What happens next is very hard to predict. There are several different possible outcomes based on Annie's status, size, and many other factors. The most likely of options are: a) that I will be hospitalized to allow the doctors to monitor us both on a more constant and consistent basis, with the goal to delay delivery as long as her health holds out, b) that I will be hospitalized due to a worsening of Annie's blood flow problems, and that she will be monitored while I receive shots of corticosteriods to prepare her for early delivery, and c) that Annie's situation will be stable enough to allow me to continue with home bedrest, along with follow-up clinic visits to monitor her once or twice weekly.
We, of course, are praying for the third option, because it means Annie is doing well despite her condition, and would allow her more time to grow & develop before we move toward delivery.

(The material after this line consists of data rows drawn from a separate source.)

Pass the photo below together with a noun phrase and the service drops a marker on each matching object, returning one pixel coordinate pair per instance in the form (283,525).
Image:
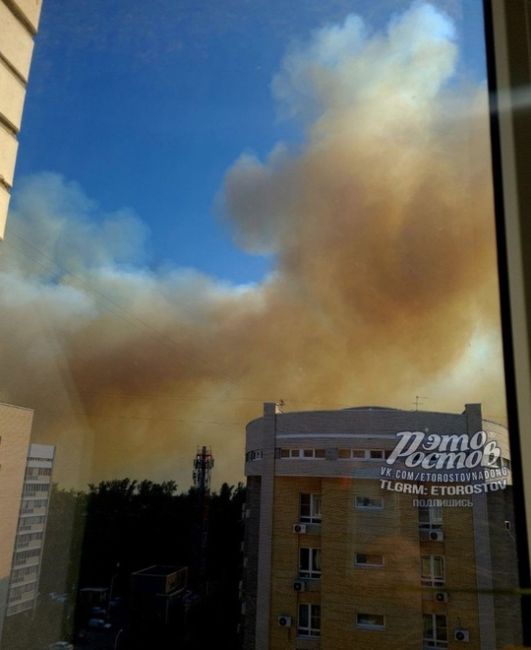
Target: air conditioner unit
(461,635)
(436,536)
(431,535)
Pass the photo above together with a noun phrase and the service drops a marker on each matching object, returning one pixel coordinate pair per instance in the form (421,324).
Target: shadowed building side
(19,20)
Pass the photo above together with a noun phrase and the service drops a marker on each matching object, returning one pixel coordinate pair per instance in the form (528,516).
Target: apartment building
(29,541)
(15,431)
(19,20)
(355,539)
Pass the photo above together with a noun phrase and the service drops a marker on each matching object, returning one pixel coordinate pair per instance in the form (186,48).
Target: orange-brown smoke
(384,288)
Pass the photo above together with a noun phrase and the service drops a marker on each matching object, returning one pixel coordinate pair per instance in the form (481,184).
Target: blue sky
(146,106)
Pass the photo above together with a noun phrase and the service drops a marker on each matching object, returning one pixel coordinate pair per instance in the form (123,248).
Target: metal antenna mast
(203,464)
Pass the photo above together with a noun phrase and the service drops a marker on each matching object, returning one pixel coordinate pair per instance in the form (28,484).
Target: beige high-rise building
(348,545)
(29,541)
(19,20)
(15,431)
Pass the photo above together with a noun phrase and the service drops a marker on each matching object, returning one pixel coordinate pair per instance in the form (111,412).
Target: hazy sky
(147,104)
(219,204)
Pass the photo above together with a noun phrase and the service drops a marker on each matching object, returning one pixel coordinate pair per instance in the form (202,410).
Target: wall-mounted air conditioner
(428,535)
(461,635)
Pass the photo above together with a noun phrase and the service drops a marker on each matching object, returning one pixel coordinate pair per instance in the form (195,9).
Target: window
(303,453)
(370,621)
(309,623)
(310,508)
(435,631)
(310,562)
(368,559)
(369,503)
(432,570)
(363,454)
(430,517)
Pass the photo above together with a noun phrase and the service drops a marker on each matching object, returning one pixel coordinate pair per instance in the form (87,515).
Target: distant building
(19,20)
(334,558)
(15,431)
(29,541)
(156,591)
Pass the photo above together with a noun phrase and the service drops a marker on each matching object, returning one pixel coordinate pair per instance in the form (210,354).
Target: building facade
(340,554)
(19,20)
(29,540)
(15,431)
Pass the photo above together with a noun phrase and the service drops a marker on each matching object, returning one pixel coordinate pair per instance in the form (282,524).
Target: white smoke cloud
(382,228)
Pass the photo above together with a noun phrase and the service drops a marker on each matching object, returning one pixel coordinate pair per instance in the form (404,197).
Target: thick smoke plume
(385,283)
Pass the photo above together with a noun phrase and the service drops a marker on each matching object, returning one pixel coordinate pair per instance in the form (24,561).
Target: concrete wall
(15,430)
(18,25)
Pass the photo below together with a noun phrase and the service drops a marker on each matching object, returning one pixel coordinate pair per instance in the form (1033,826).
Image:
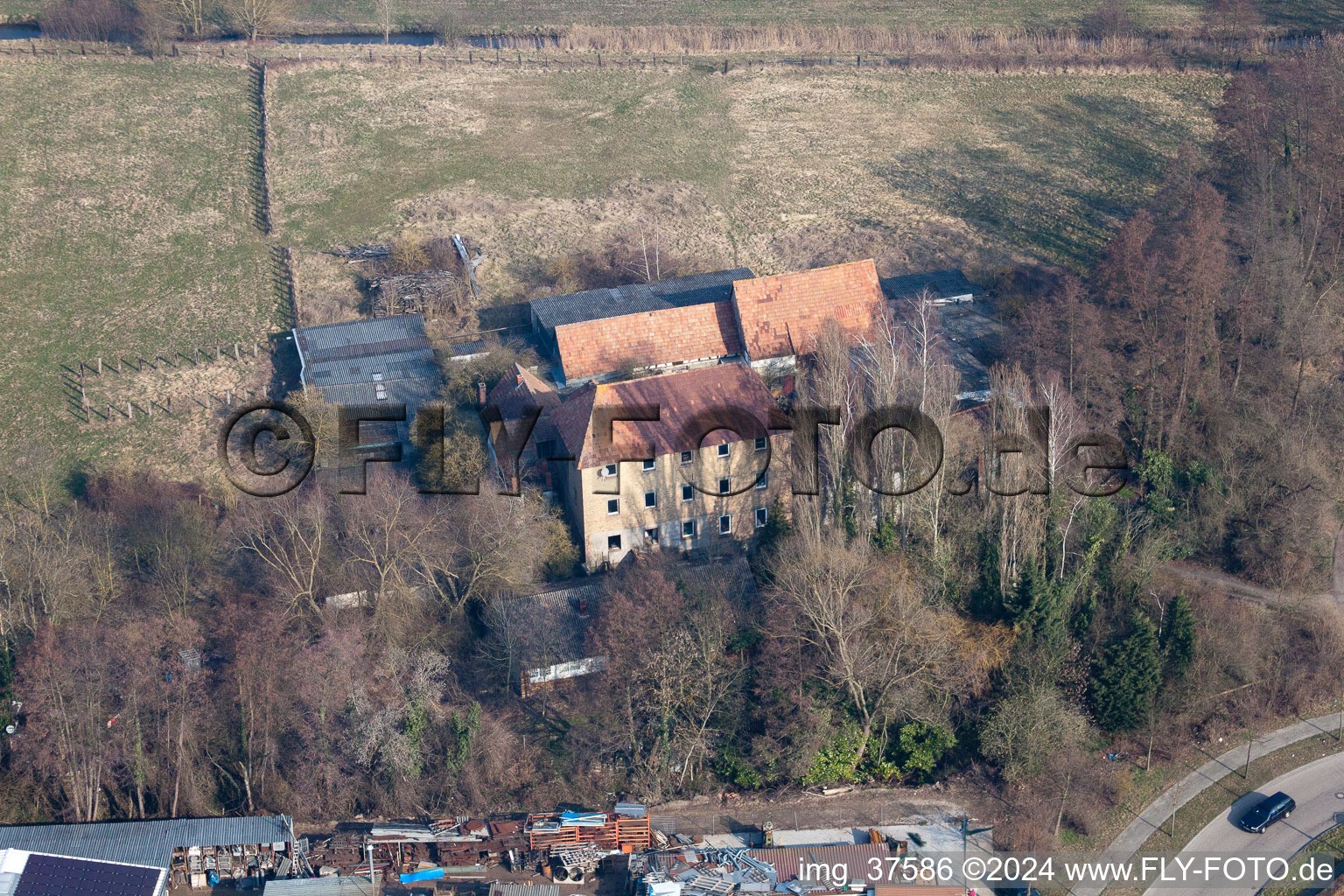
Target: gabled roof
(671,336)
(521,388)
(676,291)
(941,284)
(680,398)
(782,315)
(550,626)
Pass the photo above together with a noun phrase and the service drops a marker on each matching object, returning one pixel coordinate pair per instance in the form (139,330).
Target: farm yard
(774,170)
(526,17)
(130,192)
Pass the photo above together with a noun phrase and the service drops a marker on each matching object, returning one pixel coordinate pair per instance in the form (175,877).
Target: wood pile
(430,293)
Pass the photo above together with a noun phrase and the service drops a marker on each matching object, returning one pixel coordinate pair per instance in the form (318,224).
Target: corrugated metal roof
(788,860)
(944,284)
(524,890)
(320,887)
(144,843)
(676,291)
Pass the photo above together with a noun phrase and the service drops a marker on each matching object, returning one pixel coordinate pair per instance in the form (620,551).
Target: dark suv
(1266,812)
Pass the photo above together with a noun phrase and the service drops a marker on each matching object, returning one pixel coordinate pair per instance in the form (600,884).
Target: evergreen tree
(1035,606)
(1179,635)
(1126,677)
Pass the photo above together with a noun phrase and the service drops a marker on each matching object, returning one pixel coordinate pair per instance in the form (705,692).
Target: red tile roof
(522,388)
(680,398)
(782,315)
(644,339)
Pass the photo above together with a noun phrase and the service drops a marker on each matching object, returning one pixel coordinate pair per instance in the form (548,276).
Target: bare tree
(385,11)
(260,17)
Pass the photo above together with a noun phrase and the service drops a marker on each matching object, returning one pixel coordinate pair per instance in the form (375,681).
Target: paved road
(1313,786)
(1158,812)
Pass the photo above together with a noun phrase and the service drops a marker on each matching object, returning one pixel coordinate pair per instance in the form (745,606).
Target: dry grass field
(515,15)
(125,228)
(776,170)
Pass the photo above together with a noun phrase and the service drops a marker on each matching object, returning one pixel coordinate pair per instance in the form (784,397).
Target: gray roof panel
(144,843)
(944,284)
(350,354)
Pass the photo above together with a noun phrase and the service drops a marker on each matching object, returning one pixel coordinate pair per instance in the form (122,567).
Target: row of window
(648,465)
(689,528)
(651,499)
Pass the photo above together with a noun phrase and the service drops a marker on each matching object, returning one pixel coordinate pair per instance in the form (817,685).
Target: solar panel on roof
(60,876)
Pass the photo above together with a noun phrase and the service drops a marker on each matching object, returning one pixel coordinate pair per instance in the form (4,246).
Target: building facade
(697,496)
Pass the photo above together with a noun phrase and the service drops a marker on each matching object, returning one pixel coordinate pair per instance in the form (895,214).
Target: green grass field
(127,190)
(125,226)
(511,15)
(776,170)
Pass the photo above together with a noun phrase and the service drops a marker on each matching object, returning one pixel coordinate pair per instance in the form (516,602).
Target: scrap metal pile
(461,848)
(714,872)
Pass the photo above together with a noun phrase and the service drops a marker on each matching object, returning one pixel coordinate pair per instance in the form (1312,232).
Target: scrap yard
(620,852)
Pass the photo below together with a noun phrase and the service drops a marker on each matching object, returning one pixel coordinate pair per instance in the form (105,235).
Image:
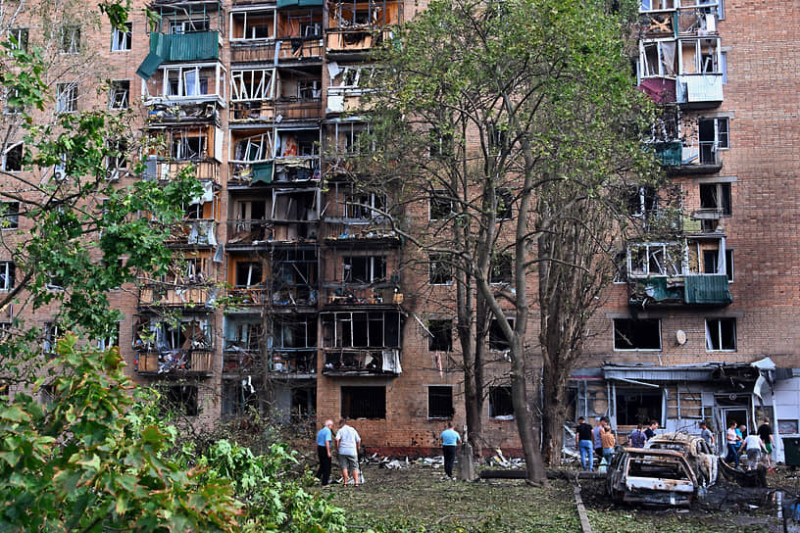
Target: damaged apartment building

Whatever happens, however, we are confident that God is preparing her even now for what is going to occur, as well as giving her doctors and us the wisdom to make the best decisions. If she does need to be delivered within the next week or two, she would have over an 80% chance of surviving, with good long term odds for normalcy. It would mean a long NICU stay, most likely months, but most babies born between 27 &29 weeks do very well. If I am able to receive the full 48 hours of steroids prior to her delivery, that would increase her odds & help to significantly decrease the amount of time she will need to be in the NICU.
It's amazing, but even with the possibility still there of her needing to be delivered soon, Jeff and I both are feeling pretty good about this appointment. We are anxious to see our little girl again, but we are much less stressed than we expected to be. We trust our doctor to know the best route to take, and to give us all the information we need to make our decisions. And we know, of course, that the One truly in charge of the outcome never makes mistakes!
Now on to the other news :) Our little Annie isn't the only baby with a surprise or two up their tiny sleeves! My brother Chris & his wife Lisa were expecting their third little one, and because they live quite a ways from any hospital (over an hour in any direction!) and their first two came early (one in the ambulance!), they decided to schedule an induction almost a week before his actual due date, just to be safe. Well, apparently someone forgot to tell the baby that his arrival was scheduled, because at midnight exactly one week before the scheduled birth, my sister-in-law Lisa's water broke. Thankfully they were able to get to the hospital by 2 and their little man made his appearance shortly after 4 am.
Introducing Ezra Brian Fisher!
Welcome to the world, little Ezra!
And apparently Annie was anxious to come out and play with her newest cousin,
because the day he arrived was her most active day yet! I don't blame her,
this little sweetie is just too adorable to not want to cuddle & play with!
And while Annie will get to play with you soon, little Ezra,
we're all praying that it won't be too soon!